By James langton
(May 16 – 09:00 ET) – The U.S. Consumer Price Index came in unchanged this morning, with the core rate (ex food and energy) up 0.2%. Economists expected a 0.1% rise on the headline and 0.2% on the core, so the release was more or less on consensus.
U.S. housing starts came in up 2.8% for April. A very strong number, and ahead of expectations.
Statistics Canada is reporting that manufacturers’ shipments rebounded strongly in March, increasing 3.8% to $44.9 billion, following a February decline.
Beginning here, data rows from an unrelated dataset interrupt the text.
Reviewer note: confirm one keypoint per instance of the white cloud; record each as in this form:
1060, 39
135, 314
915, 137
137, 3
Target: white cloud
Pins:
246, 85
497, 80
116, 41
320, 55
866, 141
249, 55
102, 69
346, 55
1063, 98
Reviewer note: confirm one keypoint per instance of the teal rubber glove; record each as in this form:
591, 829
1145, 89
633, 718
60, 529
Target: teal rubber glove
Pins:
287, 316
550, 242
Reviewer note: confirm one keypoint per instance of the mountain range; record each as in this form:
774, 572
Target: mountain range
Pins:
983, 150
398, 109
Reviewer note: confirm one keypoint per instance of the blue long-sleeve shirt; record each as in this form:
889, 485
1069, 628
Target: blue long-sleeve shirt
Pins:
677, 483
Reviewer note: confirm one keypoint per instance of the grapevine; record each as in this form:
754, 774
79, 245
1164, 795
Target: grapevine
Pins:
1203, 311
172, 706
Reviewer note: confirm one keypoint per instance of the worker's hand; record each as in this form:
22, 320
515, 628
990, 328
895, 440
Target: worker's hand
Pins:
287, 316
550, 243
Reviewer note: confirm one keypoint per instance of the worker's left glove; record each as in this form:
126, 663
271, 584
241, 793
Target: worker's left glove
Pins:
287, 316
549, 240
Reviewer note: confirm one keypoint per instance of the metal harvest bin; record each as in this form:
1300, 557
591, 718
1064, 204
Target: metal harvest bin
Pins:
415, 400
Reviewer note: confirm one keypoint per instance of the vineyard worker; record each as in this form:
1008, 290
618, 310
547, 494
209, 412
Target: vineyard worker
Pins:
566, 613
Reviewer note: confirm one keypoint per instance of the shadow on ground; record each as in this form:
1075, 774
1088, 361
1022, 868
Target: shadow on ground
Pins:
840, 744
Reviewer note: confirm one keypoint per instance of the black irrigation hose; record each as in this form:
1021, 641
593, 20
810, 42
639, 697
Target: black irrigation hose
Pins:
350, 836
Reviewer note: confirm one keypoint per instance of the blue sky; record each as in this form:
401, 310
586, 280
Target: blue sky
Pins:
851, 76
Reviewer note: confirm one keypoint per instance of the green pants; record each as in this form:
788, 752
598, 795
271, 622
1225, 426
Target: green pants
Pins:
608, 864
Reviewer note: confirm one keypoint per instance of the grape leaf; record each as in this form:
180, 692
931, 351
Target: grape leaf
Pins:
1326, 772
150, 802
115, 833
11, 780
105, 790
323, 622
The increase was widespread, but was focused in the automotive, electrical and electronic products, and refined petroleum and coal industries.
Usually the U.S. CPI would be a critical market mover. But with the Federal Open Market Committee meeting this afternoon, and expected to announce a 50 basis point rate hike at about 14:15 ET, the CPI isn’t that important to traders.
Ahead of the rate decision markets are pricing in an 83% chance of a 50 bps movement, and stocks are surging ahead regardless. London’s FTSE is up 72 points to 6319. France’s CAC 40 has gained 107 points to 6499. In Germany the DAX is up 146 points to 7341.
The rumoured blockbuster Internet deal is going ahead, with Terra Networks SA buying Lycos Inc. for almost US$12 billion in stock. QXL.com PLC, Internet auctioneer, is buying German rival Ricardo.de AG for US$1 billion in stock.
Bloomberg is reporting that Prince Alwaleed Bin Talal, a nephew of Saudi Arabia’s King Fahd, spent US$1 billion buying stock in 15 U.S. companies, including Amazon.com, WorldCom Inc., Coca-Cola Co., Pepsi Co. and AT&T Corp.
Overnight in Asia stocks rallied ahead of the U.S. rate decision. The Nikkei closed up 238 points to 17551. The Hang Seng rose 279 points to 15160.